Defolu Düşler

Hülya Koç 448 Görüntüleme Yorum ekle
3 Dak. Okuma

Nedense, yol bir türlü bitmez oldu, buharlanan camın buğusunu silip manzarayı seyrediyor, bir süre sonra o da cazip gelmiyordu. Yanında hiç tanımadığı belki de bir daha karşılaşmaları dahi mümkün olmayan biri oturuyordu, “Hiç konuşmuyor, ne sıkıcı bir tip bununla yol da bitmez” diye içinden geçirirken artık pes etmiş olsa gerek şöyle dedi;

“Papatya ve gülü yarıştırmaya kalksak galiba gül olmayı seçerdim kokusuna nispeten, vazgeçtim kesinlikle papatya olmak isterdim hem de kır papatyası” dedi, büyük bir heyecanla. Yanında yol boyunca hiç konuşmayan, içine kapanık, bedenen burada ama ruhu başka yerde olan o gizem dolu kadın birden dile geldi.

“İyi de sen insanlarla tanışmadan, direkt hep böyle fütursuzca kitabın ortasından mı konuşursun, hem nereden icap etti papatya ile gül arasında seçim yapmak, illa bir şeyleri seçmek zorunda mısın?” dedi.
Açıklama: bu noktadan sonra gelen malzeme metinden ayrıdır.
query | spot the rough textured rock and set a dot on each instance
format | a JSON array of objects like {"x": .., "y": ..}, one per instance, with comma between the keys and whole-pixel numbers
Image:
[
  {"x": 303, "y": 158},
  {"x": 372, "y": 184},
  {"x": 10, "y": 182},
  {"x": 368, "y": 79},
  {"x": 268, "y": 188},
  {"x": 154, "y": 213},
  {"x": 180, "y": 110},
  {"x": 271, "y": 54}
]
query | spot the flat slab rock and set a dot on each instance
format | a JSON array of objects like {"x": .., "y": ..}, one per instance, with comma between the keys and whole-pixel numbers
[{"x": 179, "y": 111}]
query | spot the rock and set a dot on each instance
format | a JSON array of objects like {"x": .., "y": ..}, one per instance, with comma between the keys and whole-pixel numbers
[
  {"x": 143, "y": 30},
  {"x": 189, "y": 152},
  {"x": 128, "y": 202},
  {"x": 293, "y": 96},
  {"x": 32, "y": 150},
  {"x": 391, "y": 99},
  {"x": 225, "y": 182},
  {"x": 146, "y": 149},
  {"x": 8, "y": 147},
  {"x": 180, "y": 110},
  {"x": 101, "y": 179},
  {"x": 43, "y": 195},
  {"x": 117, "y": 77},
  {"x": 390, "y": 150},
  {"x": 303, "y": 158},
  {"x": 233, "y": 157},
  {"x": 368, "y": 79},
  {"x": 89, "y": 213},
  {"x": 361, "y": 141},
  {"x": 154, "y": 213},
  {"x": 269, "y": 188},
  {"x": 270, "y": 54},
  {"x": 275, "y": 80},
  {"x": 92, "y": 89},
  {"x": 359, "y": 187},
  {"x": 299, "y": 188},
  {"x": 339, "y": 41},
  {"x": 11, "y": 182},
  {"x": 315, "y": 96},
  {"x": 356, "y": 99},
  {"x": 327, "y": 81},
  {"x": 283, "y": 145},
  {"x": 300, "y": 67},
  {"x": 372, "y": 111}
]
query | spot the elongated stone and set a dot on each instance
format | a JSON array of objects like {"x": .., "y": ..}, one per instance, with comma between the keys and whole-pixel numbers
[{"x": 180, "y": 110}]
Amacına ulaşan ve başarıyı sonuna kadar hak etmiş bir edayla. “Ya boşversene, hep böyle susar mısın? Ne oldu? Neden konuşmuyorsun, senin ilgini çekip, sesini duyabilmek için alışılmışın dışında aptallıklar yapmak gerekiyor anlaşıldı. Hadi söyle ne oldu?” dedi. Art arda sıraladığı soruları, sitemkar alaycı ses tonuyla birleşince asıl şikayet ettiği o sıkıcı konuma kendinin düşmesi kaçınılmazdı.

Bu halden hiç memnun olmayan kadın ona, onun gibi cevap vermeye başladı.

“Ne olsun, bugün kahvaltısız başlamışım güne.

Güneş batarken hatırladım çayı ocakta bıraktığımı. Aklım başımda hallerimi özlerken yine esir düştüm, neresinden tutup düzeltmeye kalksam her defasında elimde kalan kırık bir hayale.

Terk edilmiş sokağın, kapısı hiç çalınmamış evin, ışıksız penceresinden iadesi kabul olmayan defolu düşleri izliyorum…”

Neye uğradığını şaşırmıştı, böyle bir cevabı hiç beklemiyordu. Yutkundu ve tek kelime etmeden sustu, düşündü, bir süre ağzını bıçak açmadı. Alaycı ve sitemkar halinden eser kalmamış, duyduğu kelimelere kilitlenmiş hatta hayran olmuştu.

Adeta bir filozofu andırıyordu kurduğu cümleler, sanki kitaptan özenle seçilmiş gibi ders verir türden. Nasıl birine denk gelmişti, keşke hep o konuşsa ben sadece susup dinlesem der gibi baktı yüzüne ve şöyle dedi; “Susma lütfen…”

Susmadı ve ona dedi ki;

“Hayal kurmak mı yoksa birinin hayali olmak mı? Aslında hiç biri. En iyisi yormamak, yorulmamak en önemlisi acıtmadan yaşamayı başarabilmeli bu hayatta. Hep huzur ararız bir yerlerde, bir sözde, bir simada bir omuzda lakin asıl huzur insanın vicdanında gizli, bunu anladığımız an daha adil oluyoruz belki de evrenin bizden beklentisi sadece budur.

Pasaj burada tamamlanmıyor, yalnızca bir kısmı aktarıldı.